Pierre & Antonin, c’est avant tout l’histoire d’une rencontre fortuite qui a changé la vie de ces deux Français, sur un rooftop. En 2010, Pierre Caizergues et Antonin Bonnet sont chacun représentants de vins à New York et se rencontrent à une fête de voisins pour le 4 juillet. Entre ces deux fils d’œnologues, une belle amitié naît. Lorsque Pierre Caizergues rentre en France deux ans plus tard et qu’il lance son entreprise de production et négoce de vins, Antonin Bonnet décide de lui donner un coup de main depuis New York, tout en continuant son activité d’importateur de vin.
C’est pendant la pandémie que les deux amis décident de franchir le pas : Antonin Bonnet rentre dans l’aventure, et ils lancent ensemble la marque Pierre & Antonin. Les deux associés décident de croiser des vignes locales avec des vignes sauvages américaines, résistantes aux maladies, et s’installent au Domaine de Stricou, non loin de Carcassonne. « Nous possédons six hectares et produisons près de 200.000 bouteilles par an. Notre particularité est que nos vins sont issus de cépages hybrides résistants, ils sont naturellement immunisés contre les maladies comme le mildiou et l’oïdium. Ils sont aussi le fruit d’une fermentation spontanée, sans utilisation de soufre ni de cuivre », explique Antonin Bonnet. Des vins dans leur forme la plus pure en somme, grâce à cette démarche qui va encore plus loin que la certification bio (qui interdit les pesticides et herbicides mais autorise le soufre et le cuivre).
Pour arriver à ces vins super naturels, le duo utilise des cépages hybrides plus résistants, qui n’ont donc pas besoin d’être traités. Des noms moins connus comme le souvignier gris, le cabernet cortis ou encore le grenache bouquet. Cela signifie moins de passages en vigne avec le tracteur, et une empreinte écologique bien moindre. Par rapport aux exploitations traditionnelles, Pierre & Antonin affiche une consommation d’eau divisée par trois et un impact carbone total divisé par quatre à cinq, fait valoir Antonin Bonnet. Ils ont lancé un mouvement : les deux jeunes hommes ont aussi réussi à rassembler dix vignerons locaux autour de cette ambition, et leur achètent du raisin pour le vinifier eux-mêmes.
L’engagement écologique se poursuit jusque dans la bouteille. Le bouchon en liège est 100 % français et fabriqué dans le Roussillon ; la bouteille allégée (395g) est encapsulée avec de la cire naturelle et non avec de l’aluminium industriel, et elle est fabriquée à Albi, à moins de 80 kilomètres des vignes ; l’étiquette est en fibres alternatives et recyclées (fibres de canne, chanvre et lin).

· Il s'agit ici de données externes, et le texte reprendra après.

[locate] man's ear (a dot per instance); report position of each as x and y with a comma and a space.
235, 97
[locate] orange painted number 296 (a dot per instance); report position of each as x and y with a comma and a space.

Cette méthode de production fait des amateurs dans les pays qui ont pris des engagements pour diminuer leur empreinte carbone, comme les pays nordiques et le Canada, et dans les arrondissements parisiens les plus consommateurs de vins naturels (9e, 10e, 11e, 12e), mais c’est à New York qu’ils sont le plus implantés, grâce à la présence d’Antonin Bonnet. « Brooklyn est notre plus gros marché, il représente 50% de notre chiffre d’affaires », en particulier les quartiers de Williamsburg, Greenpoint, Bed-Stuy, Bushwick, et ceux en pleine gentrification, très friands de ces vins naturels. Ils produisent du vin blanc, rosé, orange – « Vigne Rebelle », qui a le vent en poupe -, et du rouge, pour un chiffre d’affaires de 800.000 euros, en croissance de 20% par an depuis quatre ans aux États-Unis. Mais leur best-seller est probablement le pétillant naturel, dit « pet-nat », qui pétille aussi grâce à une fermentation spontanée en bouteille, et connaît un franc succès.